Chambers's Encyclopaedia, Volume 2: Beaugency to Cataract, p. 711–712

Canning, ELIZABETH, the heroine of a remarkably obscure story, was born in 1734. Already she had been in domestic service for some years and borne a good character, when about nine o'clock on the night of New-year's Day, 1753, she disappeared on her way home from a visit to an uncle and aunt's house. Neither the loudest hue and cry nor prayers in the churches had done anything to solve the mystery, when late at night (29th January), four weeks after her disappearance, the girl knocked at her mother's door, hungry and half clad. She said she had been seized by two men and carried by force to a house on the Hertfordshire road, where she had been ill used by an old woman, and starved in an upper room, to compel her to an immoral life. She identified Susannah Wells and an old gypsy named Mary Squires as her persecutors, and these were accordingly arrested, and they passed in the first stage before the novelist Henry

Fielding, then a Bow Street magistrate, who afterwards published a paper on the case; next they were tried at the Old Bailey and sentenced, in spite of an alibi for Squires sworn by three witnesses, Squires to be hanged, Wells to be burned in the hand. The lord mayor, Sir Crisp Gascoyne, felt unsatisfied with the verdict, and made further investigations, which resulted in so strong an accumulation of fresh evidence to fortify Squires's alibi, that a free pardon was granted her by the crown.
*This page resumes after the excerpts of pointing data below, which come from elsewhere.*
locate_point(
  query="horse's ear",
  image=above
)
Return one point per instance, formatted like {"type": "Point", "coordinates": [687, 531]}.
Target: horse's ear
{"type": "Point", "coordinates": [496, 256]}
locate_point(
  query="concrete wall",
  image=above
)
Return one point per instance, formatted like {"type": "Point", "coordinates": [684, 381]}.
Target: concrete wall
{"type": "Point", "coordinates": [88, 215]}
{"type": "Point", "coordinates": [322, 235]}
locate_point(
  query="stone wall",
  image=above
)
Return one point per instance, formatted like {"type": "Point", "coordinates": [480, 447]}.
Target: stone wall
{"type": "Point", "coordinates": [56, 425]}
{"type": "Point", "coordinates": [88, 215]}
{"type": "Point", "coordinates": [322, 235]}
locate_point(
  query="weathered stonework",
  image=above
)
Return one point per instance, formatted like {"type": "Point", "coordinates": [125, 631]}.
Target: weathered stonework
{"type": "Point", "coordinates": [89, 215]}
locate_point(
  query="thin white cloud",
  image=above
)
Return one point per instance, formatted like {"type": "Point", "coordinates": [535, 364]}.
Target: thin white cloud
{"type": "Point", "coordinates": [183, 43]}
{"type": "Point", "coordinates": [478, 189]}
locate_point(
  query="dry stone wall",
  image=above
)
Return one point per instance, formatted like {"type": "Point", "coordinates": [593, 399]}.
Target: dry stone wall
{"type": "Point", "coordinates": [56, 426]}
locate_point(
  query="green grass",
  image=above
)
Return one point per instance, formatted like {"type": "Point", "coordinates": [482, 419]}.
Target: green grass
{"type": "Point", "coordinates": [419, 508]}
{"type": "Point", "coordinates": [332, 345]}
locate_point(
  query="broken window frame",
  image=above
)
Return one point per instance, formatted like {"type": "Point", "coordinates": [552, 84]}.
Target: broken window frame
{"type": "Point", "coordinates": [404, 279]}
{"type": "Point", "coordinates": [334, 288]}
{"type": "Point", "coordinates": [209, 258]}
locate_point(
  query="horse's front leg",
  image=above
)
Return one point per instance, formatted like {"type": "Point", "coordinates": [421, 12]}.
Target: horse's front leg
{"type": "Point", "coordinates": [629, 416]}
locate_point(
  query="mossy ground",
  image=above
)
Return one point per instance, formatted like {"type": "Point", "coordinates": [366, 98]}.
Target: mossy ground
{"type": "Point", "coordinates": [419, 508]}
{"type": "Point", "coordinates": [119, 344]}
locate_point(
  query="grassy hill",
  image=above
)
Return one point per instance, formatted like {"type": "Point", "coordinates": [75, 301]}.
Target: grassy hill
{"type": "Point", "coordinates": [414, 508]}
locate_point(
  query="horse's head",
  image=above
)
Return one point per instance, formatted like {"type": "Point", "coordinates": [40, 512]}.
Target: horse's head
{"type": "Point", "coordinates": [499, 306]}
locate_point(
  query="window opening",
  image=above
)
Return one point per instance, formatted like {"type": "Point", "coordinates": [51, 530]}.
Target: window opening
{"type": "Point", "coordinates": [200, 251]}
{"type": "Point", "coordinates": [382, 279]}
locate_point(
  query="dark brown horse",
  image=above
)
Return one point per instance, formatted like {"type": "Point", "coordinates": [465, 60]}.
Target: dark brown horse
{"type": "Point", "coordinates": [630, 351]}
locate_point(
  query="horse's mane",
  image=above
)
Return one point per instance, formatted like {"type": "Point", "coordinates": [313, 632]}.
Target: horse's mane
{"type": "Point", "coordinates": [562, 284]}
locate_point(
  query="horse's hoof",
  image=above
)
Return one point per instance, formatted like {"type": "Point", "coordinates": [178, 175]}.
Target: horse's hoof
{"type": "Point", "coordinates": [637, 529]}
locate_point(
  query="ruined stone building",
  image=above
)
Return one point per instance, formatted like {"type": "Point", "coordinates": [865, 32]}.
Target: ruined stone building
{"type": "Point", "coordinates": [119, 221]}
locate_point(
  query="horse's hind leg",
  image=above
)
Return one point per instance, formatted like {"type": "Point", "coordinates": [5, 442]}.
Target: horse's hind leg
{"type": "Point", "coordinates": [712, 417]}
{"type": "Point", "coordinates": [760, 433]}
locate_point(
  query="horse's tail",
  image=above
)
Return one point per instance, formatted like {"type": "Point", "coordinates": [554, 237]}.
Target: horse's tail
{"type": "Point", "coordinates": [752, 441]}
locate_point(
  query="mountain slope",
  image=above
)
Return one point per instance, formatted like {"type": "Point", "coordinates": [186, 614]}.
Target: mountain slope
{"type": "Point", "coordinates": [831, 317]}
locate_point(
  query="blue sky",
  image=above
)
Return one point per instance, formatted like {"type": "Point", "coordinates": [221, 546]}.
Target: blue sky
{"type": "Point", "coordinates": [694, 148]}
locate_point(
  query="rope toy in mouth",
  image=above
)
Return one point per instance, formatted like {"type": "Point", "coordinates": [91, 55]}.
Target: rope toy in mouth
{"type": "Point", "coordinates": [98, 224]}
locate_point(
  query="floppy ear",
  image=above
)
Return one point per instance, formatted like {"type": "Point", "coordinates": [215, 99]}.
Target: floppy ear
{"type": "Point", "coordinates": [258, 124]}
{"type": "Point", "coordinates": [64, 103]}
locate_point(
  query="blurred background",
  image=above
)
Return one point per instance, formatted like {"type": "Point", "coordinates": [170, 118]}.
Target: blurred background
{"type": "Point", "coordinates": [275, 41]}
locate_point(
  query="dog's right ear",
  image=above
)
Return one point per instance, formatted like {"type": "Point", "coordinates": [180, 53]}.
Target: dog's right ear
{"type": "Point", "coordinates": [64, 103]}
The case now became the excitement of the town, and opinions were fiercely divided between the 'Canningites' and 'Gypsies,' so that the heroine of this miserable story became in Churchill's phrase, 'with Gascoyne's help, a six months' feast.' On the 29th April 1754 she was put on trial at the Old Bailey for perjury, and after an eight days' trial, in which the jury seem to have been completely puzzled between the thirty-eight witnesses who swore that Squires had been seen in Dorsetshire, and the twenty-seven who swore to her having been in Middlesex, was found guilty, and sentenced to transportation for seven years. She was sent to New England, and died in Connecticut in 1773. See Paget's Paradoxes and Puzzles (1874).